重症チームの利用者様は看護師が付き添って参加します。
16:00 申し送り・物品補充・翌日の処置の準備・管理日誌記載
申し送り
夜勤さんへ申し送りを行います。
日中の様子やてんかん発作の有無、新規指示・変更があった指示の内容、処置など朝の申し送りと同様に行います。
物品補充・翌日の処置の準備
日中で使った物品を補充したり翌日の処置で使用する物品の準備を行います。
物品補充 | ・吸引チューブ ・手袋 ・アルコール綿 ・タオル類 など |
翌日の処置の準備 | ・胃瘻チューブ ・気管支カニューレ ・ITB療法物品 など |
管理日誌
軽症チームの看護師が病棟の総リーダーも兼務しているので各チームに日中の利用者様の様子を聞きに行き、管理日誌を記載します。

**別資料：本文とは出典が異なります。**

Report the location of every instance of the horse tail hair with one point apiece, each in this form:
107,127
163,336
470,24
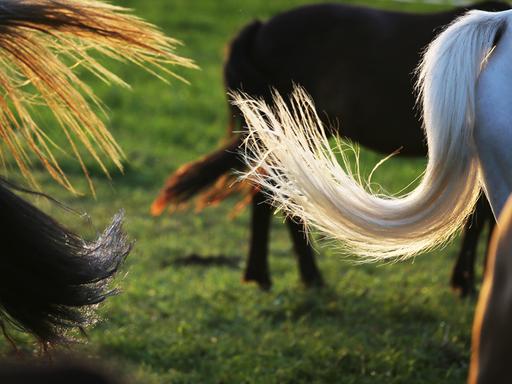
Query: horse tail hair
51,280
192,178
41,42
300,170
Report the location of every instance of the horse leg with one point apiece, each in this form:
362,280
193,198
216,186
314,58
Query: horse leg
309,272
257,265
463,274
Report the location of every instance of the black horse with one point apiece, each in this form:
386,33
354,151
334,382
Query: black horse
357,64
51,279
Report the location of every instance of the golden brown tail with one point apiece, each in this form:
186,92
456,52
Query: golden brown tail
41,42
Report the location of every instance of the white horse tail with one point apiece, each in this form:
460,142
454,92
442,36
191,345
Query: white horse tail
291,158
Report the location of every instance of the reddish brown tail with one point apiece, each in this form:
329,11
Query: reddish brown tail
193,178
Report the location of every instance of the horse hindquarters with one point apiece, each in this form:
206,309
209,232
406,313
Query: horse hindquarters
49,276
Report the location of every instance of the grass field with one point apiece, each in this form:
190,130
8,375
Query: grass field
184,324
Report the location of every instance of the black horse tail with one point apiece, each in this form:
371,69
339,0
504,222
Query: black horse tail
50,278
193,178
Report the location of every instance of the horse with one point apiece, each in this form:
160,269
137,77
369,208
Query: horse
491,336
464,88
51,279
356,63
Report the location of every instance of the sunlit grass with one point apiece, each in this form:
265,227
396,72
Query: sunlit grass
372,324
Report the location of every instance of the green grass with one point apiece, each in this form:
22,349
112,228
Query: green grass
395,323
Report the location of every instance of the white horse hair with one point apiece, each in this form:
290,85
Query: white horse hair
465,87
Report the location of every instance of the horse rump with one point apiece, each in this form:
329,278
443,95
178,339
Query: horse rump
50,278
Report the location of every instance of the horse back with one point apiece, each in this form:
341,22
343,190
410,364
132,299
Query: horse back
356,62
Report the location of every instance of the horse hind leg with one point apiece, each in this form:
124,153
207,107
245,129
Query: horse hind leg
309,272
463,274
257,269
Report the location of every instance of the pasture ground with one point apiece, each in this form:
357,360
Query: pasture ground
189,324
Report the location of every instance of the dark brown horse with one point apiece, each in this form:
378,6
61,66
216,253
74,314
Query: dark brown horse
357,64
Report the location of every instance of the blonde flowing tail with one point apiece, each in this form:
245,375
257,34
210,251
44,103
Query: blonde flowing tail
290,156
41,42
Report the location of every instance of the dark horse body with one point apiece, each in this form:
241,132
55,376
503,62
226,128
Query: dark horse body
357,64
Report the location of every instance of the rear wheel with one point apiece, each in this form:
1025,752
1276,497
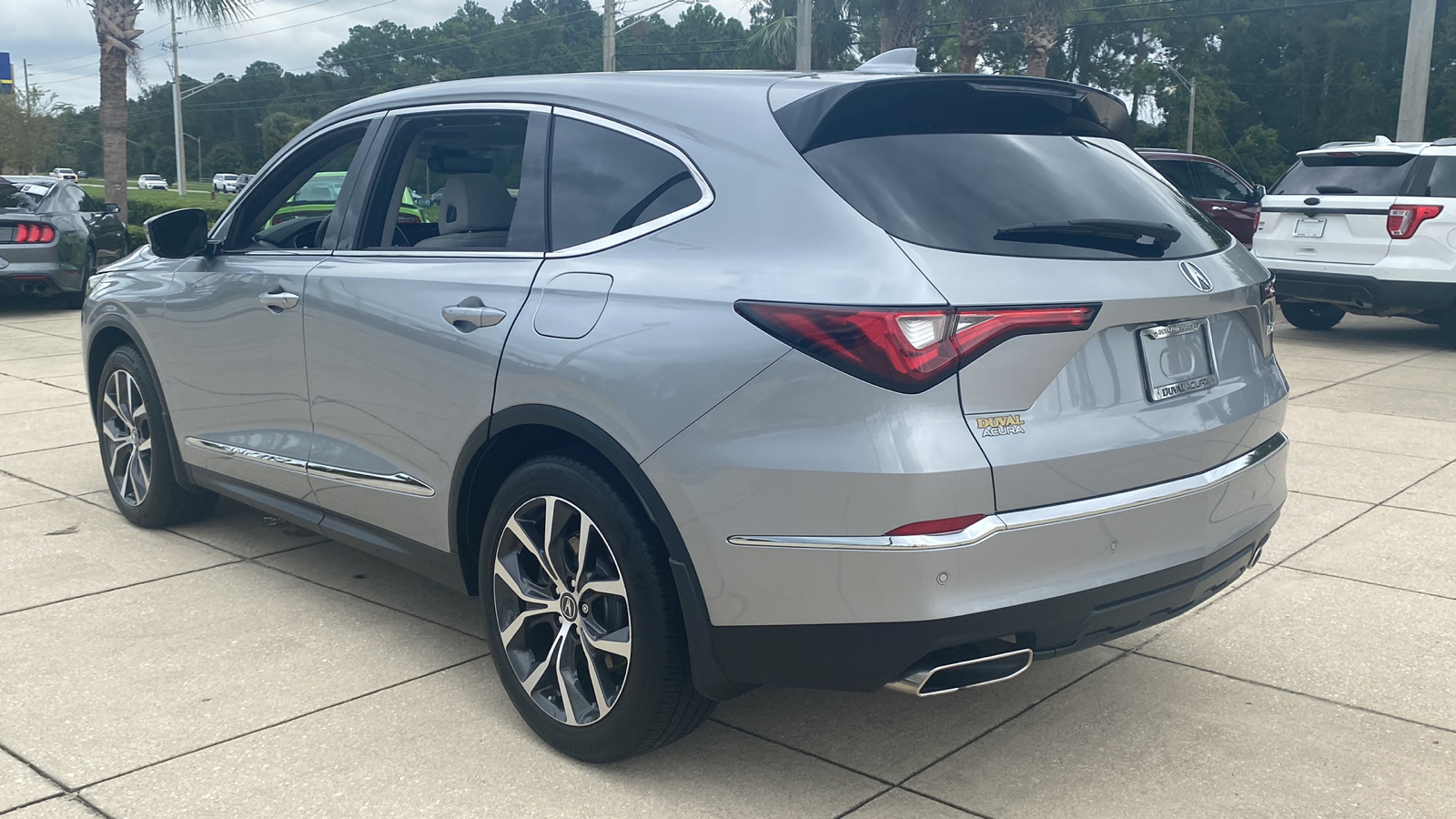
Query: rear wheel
581,614
136,446
1307,315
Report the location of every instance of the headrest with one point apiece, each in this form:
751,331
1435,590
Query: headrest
455,160
475,201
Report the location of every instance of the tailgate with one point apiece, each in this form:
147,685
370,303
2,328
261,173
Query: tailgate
1069,416
1346,229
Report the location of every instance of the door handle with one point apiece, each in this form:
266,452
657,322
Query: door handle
468,318
278,300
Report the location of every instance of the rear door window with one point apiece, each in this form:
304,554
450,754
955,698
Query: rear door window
604,182
1370,175
1016,194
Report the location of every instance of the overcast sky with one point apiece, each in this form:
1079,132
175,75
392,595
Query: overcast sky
58,40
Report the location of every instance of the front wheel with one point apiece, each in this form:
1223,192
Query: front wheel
1307,315
581,614
136,446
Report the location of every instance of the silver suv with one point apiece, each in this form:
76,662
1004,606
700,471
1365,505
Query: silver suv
713,380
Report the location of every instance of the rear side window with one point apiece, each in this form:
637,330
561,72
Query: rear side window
603,182
1370,175
1016,196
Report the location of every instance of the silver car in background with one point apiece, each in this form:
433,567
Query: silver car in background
713,380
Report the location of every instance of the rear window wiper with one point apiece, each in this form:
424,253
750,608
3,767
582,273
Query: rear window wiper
1116,235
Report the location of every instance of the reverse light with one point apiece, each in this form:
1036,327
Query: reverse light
943,526
906,349
33,234
1402,220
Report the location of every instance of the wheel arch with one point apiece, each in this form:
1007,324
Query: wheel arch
519,433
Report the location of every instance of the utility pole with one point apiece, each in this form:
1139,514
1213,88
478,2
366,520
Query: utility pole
1193,95
609,36
177,109
1410,126
804,26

総リーダーとなっていますが、指示受けなど利用者様に関することは基本的に各チームの看護師で行います。
総リーダーの仕事は管理日誌記載、電話対応、薬局から届いた薬を各チームへ届ける、本日予定の処置が全て実施されたかの確認など、外部との連絡や全体業務の確認になります。
16:30 退勤
基本的な業務内容が決まっており、ルーティンワークの働き方になるので、定時で帰れる日がほとんどです。

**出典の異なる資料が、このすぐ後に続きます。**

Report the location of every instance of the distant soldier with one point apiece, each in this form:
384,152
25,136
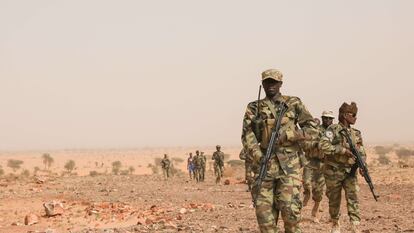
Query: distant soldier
313,177
203,165
197,166
190,166
249,176
338,163
218,157
165,164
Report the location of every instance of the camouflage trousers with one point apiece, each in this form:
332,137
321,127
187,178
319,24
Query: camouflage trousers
337,179
218,171
249,176
279,193
313,181
166,172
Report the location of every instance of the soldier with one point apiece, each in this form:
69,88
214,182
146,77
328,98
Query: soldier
249,176
280,189
165,164
190,166
218,157
338,163
313,177
197,166
203,165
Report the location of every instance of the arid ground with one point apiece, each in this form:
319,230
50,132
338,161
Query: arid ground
94,199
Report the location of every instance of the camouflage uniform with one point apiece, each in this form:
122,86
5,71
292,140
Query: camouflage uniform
249,176
218,157
197,167
165,164
203,161
280,190
337,171
313,178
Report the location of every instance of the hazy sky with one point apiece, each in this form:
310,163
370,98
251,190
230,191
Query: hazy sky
87,74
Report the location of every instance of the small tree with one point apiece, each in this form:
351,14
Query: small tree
70,165
47,160
116,166
14,164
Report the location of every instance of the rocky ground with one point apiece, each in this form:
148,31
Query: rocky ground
147,203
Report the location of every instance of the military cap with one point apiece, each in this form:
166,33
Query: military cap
351,108
273,74
328,114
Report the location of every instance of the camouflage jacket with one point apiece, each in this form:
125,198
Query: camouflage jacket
333,144
165,163
218,157
296,115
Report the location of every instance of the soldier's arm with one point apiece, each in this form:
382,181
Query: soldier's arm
307,124
360,144
248,137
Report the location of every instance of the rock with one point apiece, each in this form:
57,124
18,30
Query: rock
31,219
53,208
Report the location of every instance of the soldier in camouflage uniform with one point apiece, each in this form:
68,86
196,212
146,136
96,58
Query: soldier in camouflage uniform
165,164
280,190
249,176
338,163
203,159
313,177
218,157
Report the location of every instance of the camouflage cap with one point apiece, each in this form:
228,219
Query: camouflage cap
328,114
273,74
351,108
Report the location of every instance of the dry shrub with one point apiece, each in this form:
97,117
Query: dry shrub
383,159
404,153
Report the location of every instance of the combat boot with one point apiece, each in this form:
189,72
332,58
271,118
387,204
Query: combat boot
355,227
335,227
315,212
306,199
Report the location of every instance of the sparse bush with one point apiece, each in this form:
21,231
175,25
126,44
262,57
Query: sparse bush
383,159
94,173
403,153
25,173
236,163
124,172
382,150
14,164
35,170
47,160
70,165
131,170
116,166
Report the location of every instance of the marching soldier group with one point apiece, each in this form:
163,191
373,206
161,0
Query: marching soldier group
329,161
196,165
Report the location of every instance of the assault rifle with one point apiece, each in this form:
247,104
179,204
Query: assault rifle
265,159
359,163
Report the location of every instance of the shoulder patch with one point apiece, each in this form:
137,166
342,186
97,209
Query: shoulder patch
329,134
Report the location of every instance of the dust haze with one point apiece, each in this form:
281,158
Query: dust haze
100,74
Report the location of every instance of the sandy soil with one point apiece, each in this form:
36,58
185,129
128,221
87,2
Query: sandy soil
142,202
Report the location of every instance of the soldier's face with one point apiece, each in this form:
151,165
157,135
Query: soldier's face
271,87
327,121
350,118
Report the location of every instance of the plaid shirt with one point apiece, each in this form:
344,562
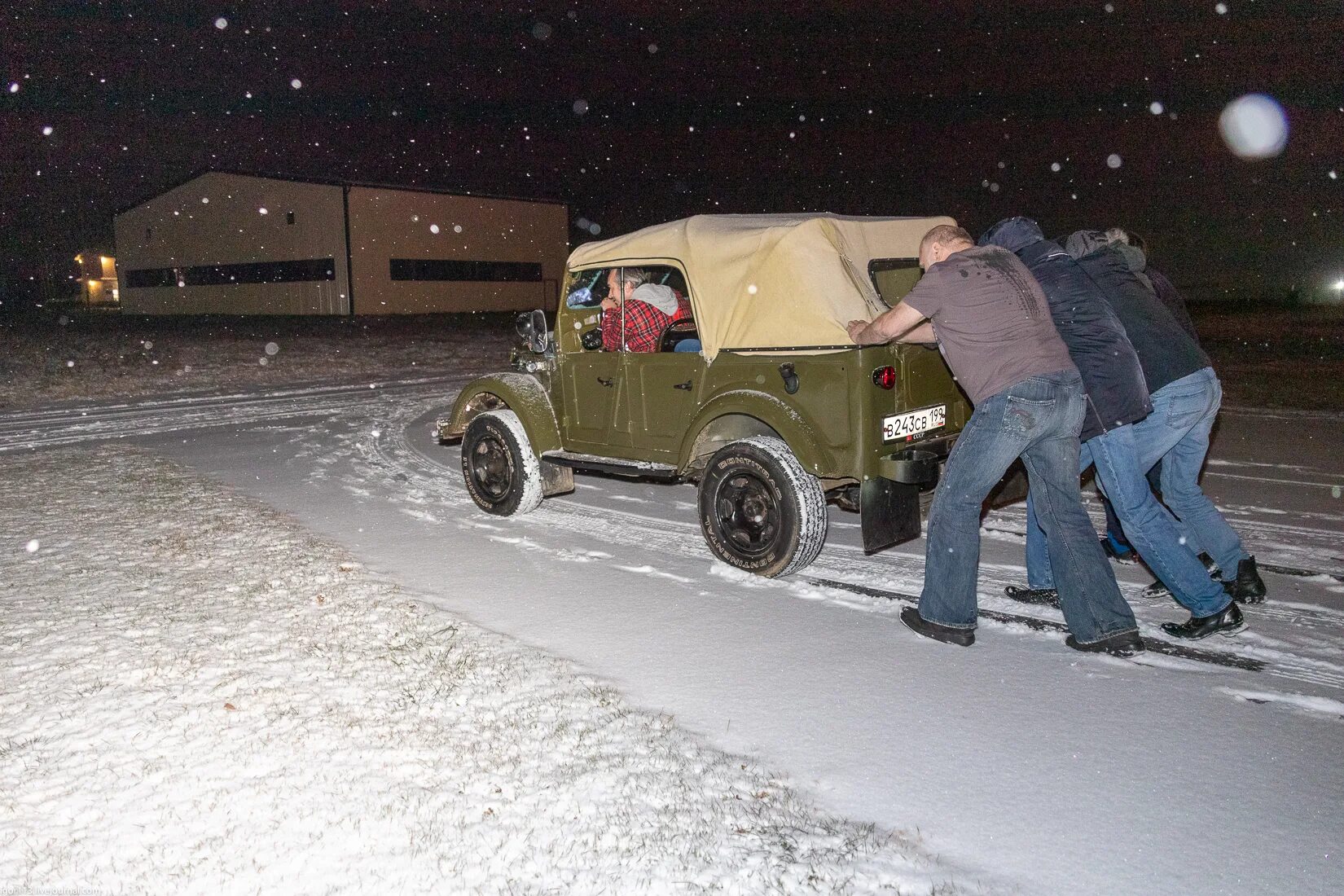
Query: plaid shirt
644,325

日勤スタッフが極端に少ない日や肺炎等で点滴・治療をしている、大きな指示変更があった、処置が多かった日などは残業になることもあります。
まとめ
日常生活の援助が基本的な仕事内容になります。
利用者様は不調を訴えることが苦手なので小さな変化を見逃さない観察力が大切です。
人工呼吸器の装着など医療ケアもありますが、状態は安定しており、急変はほとんどありません。入退院や急な検査もないので、時間に追われることなく自分のペースで働くことができます。
また、一人ひとりの利用者様とじっくり関わり時間をかけて関係性を築くことができるので、利用者様それぞれの特徴を理解し寄り添った看護を提供することができます。
毎日の仕事の中で利用者様と楽しくコミュニケーションを取りながら、時間に追われることなく働けることがこの仕事の魅力だと感じています。
私の所属する病棟は医療ケアを必要とする利用者様が多いので看護師の配置が多いですが、医療ケアを必要としない利用者様が多い病棟では介護スタッフの配置が多く、看護師は与薬や見守りのみという病棟もあります。
「★」については今後詳細記事を書いていく予定です。